Building stronger, more defined triceps is a key component of any effective upper body workout. Here are some of the best tricep exercises, along with tips on how to perform them and variations to keep your workouts engaging and challenging.
1. Overhead Tricep Extension
The overhead tricep extension is highly effective for targeting the long head of the triceps. This exercise places the triceps in a lengthened state, utilizing a full range of motion which enhances tricep activation and growth[1].
- How to Perform: Hold a dumbbell, barbell, or cable overhead with your arms extended.
- Execution: Lower the weight behind your head by bending your elbows, then extend your arms back to the starting position.
- Variations: Use a rope extension with a narrower grip to emphasize both the long and lateral heads of the triceps.
2. Bench Tricep Dips
Tricep dips are a classic bodyweight exercise that primarily target the lateral tricep head but also engage the entire upper body.
- How to Perform: Sit on the edge of a bench with your hands gripping the edge and your feet flat on the floor or extended out for more difficulty.
- Execution: Lower your body until your upper arms are parallel to the floor, then push back up to the starting position.
- Variations: Elevate your feet or add weights across your lap to increase the difficulty.
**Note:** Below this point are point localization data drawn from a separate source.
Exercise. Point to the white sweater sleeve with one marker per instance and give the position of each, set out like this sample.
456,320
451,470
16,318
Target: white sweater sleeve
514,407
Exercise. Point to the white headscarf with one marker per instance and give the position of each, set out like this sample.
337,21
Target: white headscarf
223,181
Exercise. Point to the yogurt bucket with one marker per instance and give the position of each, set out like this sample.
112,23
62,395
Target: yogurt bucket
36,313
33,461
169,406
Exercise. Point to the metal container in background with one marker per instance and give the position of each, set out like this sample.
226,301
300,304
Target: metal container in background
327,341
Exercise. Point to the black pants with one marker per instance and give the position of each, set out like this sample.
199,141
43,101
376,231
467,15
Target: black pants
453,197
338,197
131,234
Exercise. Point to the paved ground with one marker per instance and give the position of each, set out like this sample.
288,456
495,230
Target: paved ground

Turning your palms out on the bench can emphasize the medial tricep head[1][2].
3. Skull Crushers
Skull crushers are a powerful exercise for targeting the long head of the triceps. They allow for a large range of motion, similar to overhead extensions, which maximizes tricep contraction.
- How to Perform: Lie on a flat bench and hold an EZ bar or dumbbells over your chest.
- Execution: Lower the weight down towards your forehead by bending your elbows, then extend your arms back to the starting position.
- Variations: Use dumbbells in a hammer-like grip or switch to a barbell for different feels[1][2].
4. Tricep Pushdown
The tricep pushdown is an isolation exercise that effectively targets the lateral and medial heads of the triceps.
- How to Perform: Hold a cable attachment (such as a rope, straight bar, or V-bar) with your hands shoulder-width apart.
- Execution: Extend the cable downwards by straightening your arms, then return to the starting position.
- Variations: Use different cable attachments like a rope for a superior tricep activation and range of motion[1][2].
5. Diamond Press-Ups
Diamond press-ups, or close-grip push-ups, are an effective bodyweight exercise for targeting both the long and lateral heads of the triceps.
- How to Perform: Place your hands closer together than shoulder-width apart and perform a push-up, keeping your elbows tucked close to your body.
- Execution: Lower your body until your chest almost touches the ground, then push back up to the starting position.
- Variations: Elevate your feet on a bench or add a weight plate on your back for increased difficulty[1][2].
6. Dumbbell Tricep Extensions
Dumbbell tricep extensions can be performed in various ways and are versatile for targeting different tricep heads.
- Lying Tricep Extension: Lie flat on a bench or the floor with dumbbells locked out overhead. Lower the dumbbells towards your head by bending your elbows, then extend back up explosively[4].
- Laying Single Dumbbell Crush Extension: Hold a single dumbbell with both hands over your chest. Lower the dumbbell towards your chest by bending your elbows, then push back up to the starting position[4].
7. Tricep Dips Using Machines
Tricep dips can also be performed using machines, which allow for easy weight adjustments and various intensity techniques.
- How to Perform: Use a tricep dip machine and ensure you go through the full range of motion, fully extending and bending your elbows.
- Execution: Perform 3-4 sets of 6-10 reps, focusing on full triceps extension to maximize the effectiveness of the exercise[2].
Most Important Facts About the Best Tricep Exercises
- Target Different Heads: The triceps consist of three heads (long, lateral, and medial). Exercises like the overhead tricep extension and skull crushers target the long head, while bench dips and tricep pushdowns target the lateral and medial heads[1][2].
- Range of Motion: Exercises that allow for a full range of motion, such as overhead extensions and skull crushers, are particularly effective for tricep activation and growth[1][2].
- Variations and Progression: Using different grip positions, cable attachments, and adding weights can vary the difficulty and target different muscle fibers. For example, using a rope attachment in tricep pushdowns can add a twist at the bottom of the movement, increasing tricep activation[1][2].
- Bodyweight vs. Weighted Exercises: Both bodyweight exercises like diamond press-ups and weighted exercises like skull crushers and tricep pushdowns are essential for a well-rounded tricep workout[1][2].
- Proper Form: Maintaining proper form is crucial to avoid injury and ensure the exercises are effective. Keep your upper arms close to your body during dips and extensions, and ensure full extension and bending of the elbows in all exercises[1][2].
By incorporating these exercises into your workout routine and focusing on proper form and variations, you can achieve stronger, more defined triceps.